On a yearlong study experience in Ecuador, Andrews gets ready to climb to a lookout tower while hiking in the Amazon Rainforest.

On a yearlong study experience in Ecuador, Andrews gets ready to climb to a lookout tower while hiking in the Amazon Rainforest.

“I am learning about lifestyles and cultures very different from my own,” Andrews said. She is also using this time to help her decide on the topic for her required Croft/Honors College thesis.

“I am taking a class in rural sociology in Latin America, and we are doing a research project, which I hope will help me focus on my thesis topic and get a jump start,” she said. “I am thinking about the theme of agricultural policies in Ecuador and how they have affected society and the environment in the last few decades. Our class will be visiting some agricultural areas to learn more about rural Ecuador. Next semester, I hope to do some actual work on my thesis, perhaps getting interviews and traveling more.”

Andrews is also enrolled in a Latin American political science class.

“It’s pretty hard but also very interesting,” she said. “I especially enjoy that it is taught by a professor from Venezuela, and the students are majority Ecuadorian, so I get the opportunity to hear some very different views on Latin American politics than those I hear in my classes in the States.”

South Korea was Andrews’ destination in summer 2008, when she was a participant in UM’s Lott Leadership Exchange Program. She and nine other UM students spent two weeks in the States with 10 Korean students, they then traveled together to South Korea for two more weeks.

Last summer, as an intern at Voices on the Border, a small nonprofit that focuses on sustainable development in El Salvador, Andrews traveled to El Salvador for two weeks. Besides talking with some of Voices’ contacts about environmental and social issues, she was able to travel around the country.

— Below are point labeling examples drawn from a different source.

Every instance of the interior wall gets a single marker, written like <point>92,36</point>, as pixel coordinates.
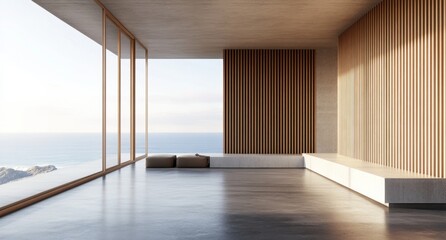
<point>326,73</point>
<point>391,87</point>
<point>268,101</point>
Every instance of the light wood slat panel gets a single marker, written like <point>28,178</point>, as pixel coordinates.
<point>268,101</point>
<point>391,104</point>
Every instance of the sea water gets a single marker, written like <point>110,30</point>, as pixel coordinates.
<point>24,150</point>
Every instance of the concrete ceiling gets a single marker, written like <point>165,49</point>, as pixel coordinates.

“That was a life-changing experience and made me more confident about coming to Ecuador this year,” she said.

Andrews took her first trip abroad between her junior and senior years in high school, when she and several friends spent two weeks touring Costa Rica. While the sojourn wasn’t a study abroad as such, it has figured prominently in her academic career decisions.

“It was an experience that shaped my mindset about the world and spurred my interest toward international policy and society,” she said. “I was already thinking about international studies as an option for my major in college because of my interest in the Spanish language and in political science, but this first experience outside of the states pointed me further in that direction.”

Andrews expects to graduate from UM in May 2011.

“I hope my experiences abroad will help me to determine how I can best use my capabilities and resources to benefit other parts of the world.”

While her career plans are indefinite, she is thinking about graduate school and pursuing a degree in either international development or global public policy.

“I am still looking at different universities to compare programs,” she said. “I may try to get some work experience for a year or two before going to graduate school.”

Before anyone jumps to the conclusion that Andrews is a fearless, young adventurer, she sets the record straight.

“Traveling abroad has definitely not been easy,” she said. “I have mostly fabulous things to say about my experiences, but it is always hard to leave your comfort zone. Adjusting to a new language, school and society is a big step for anyone. I still miss my friends and my family every day, but I know that when I get back I will be a better person.”

Andrews plans to spend the Christmas holiday with her family in Tennessee, then she will travel back to Ecuador to continue her study abroad until May 16.

A 2007 graduate of Smith County High School, Andrews is the daughter of Pam and Mark Andrews of Carthage, Tenn.